Source code for calute.memory.entity_memory

# Copyright 2025 The EasyDeL/Calute Author @erfanzar (Erfan Zare Chavoshi).
#
# Licensed under the Apache License, Version 2.0 (the "License");
# you may not use this file except in compliance with the License.
# You may obtain a copy of the License at
#
#     https://www.apache.org/licenses/LICENSE-2.0
#
# Unless required by applicable law or agreed to in writing, software
# distributed under the License is distributed on an "AS IS" BASIS,
# WITHOUT WARRANTIES OR CONDITIONS OF ANY KIND, either express or implied.
# See the License for the specific language governing permissions and
# limitations under the License.


"""Entity memory for tracking information about specific entities."""

import re
from collections import defaultdict
from typing import Any

from .base import Memory, MemoryItem


[docs]class EntityMemory(Memory):
    """Memory system for tracking entities (people, organisations, concepts).
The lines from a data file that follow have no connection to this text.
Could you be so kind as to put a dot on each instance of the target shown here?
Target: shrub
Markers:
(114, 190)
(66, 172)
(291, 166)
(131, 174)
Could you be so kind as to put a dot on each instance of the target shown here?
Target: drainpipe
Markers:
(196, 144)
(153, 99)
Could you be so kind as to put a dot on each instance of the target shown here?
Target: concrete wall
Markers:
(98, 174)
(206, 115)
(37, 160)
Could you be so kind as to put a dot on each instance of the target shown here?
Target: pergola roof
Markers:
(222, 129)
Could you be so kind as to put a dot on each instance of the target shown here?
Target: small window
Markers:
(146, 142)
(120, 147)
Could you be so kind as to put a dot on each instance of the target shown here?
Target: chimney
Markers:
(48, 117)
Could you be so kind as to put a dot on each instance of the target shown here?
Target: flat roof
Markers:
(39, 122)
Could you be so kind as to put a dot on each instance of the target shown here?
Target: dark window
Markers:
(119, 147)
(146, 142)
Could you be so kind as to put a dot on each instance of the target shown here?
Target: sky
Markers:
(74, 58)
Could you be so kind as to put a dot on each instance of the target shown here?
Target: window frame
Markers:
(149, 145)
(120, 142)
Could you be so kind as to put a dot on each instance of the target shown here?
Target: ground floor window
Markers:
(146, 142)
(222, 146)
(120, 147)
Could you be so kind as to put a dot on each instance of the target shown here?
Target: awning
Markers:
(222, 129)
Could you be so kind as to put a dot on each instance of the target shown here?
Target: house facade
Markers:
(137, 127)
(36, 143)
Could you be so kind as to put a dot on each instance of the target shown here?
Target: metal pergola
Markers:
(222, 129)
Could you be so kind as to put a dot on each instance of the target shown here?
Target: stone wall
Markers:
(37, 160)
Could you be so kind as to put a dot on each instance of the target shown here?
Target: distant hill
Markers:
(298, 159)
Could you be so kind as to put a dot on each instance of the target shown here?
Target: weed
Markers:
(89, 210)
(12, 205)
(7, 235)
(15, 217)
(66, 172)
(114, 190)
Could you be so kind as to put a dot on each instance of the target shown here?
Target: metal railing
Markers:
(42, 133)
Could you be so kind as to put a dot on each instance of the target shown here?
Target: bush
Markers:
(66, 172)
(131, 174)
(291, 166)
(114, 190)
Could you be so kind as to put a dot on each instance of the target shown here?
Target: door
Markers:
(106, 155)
    Maintains a lightweight knowledge graph of entities and their
    relationships. Entities are automatically extracted from stored text
    using pattern-matching heuristics (capitalised phrases and quoted
    strings), and relationships are detected from common verb patterns
    (e.g. "works at", "knows", "created").

    Attributes:
        entities: Dictionary mapping entity names to tracking metadata
            including ``first_seen``, ``last_seen``, ``frequency``, and
            ``contexts`` (snippet list).
        relationships: Dictionary mapping relation types (e.g. ``"knows"``)
            to lists of ``(entity1, entity2)`` tuples.
        entity_mentions: Dictionary mapping entity names to lists of
            memory IDs in which that entity was mentioned.

    Example:
        >>> from calute.memory import EntityMemory
        >>> em = EntityMemory()
        >>> item = em.save("Alice works at Acme Corp")
        >>> em.get_entity_info("Alice")
        {'first_seen': ..., 'frequency': 1, ...}
    """

    def __init__(
        self,
        storage: Any | None = None,
        max_items: int = 5000,
        enable_embeddings: bool = False,
    ) -> None:
        """Initialize entity memory with optional persistence.

        Args:
            storage: Optional :class:`MemoryStorage` backend for persisting
                entity data and memory items. When ``None``, data is held
                in-memory only.
            max_items: Maximum number of memory items to store before the
                oldest items may be evicted.
            enable_embeddings: Whether to compute dense vector embeddings
                for semantic search over stored content.
        """
        super().__init__(storage=storage, max_items=max_items, enable_embeddings=enable_embeddings)
        self.entities: dict[str, dict[str, Any]] = {}
        self.relationships: dict[str, list[tuple[str, str]]] = defaultdict(list)
        self.entity_mentions: dict[str, list[str]] = defaultdict(list)

[docs]    def save(
        self, content: str, metadata: dict[str, Any] | None = None, entities: list[str] | None = None, **kwargs
    ) -> MemoryItem:
        """Save a memory item and extract entities from its content.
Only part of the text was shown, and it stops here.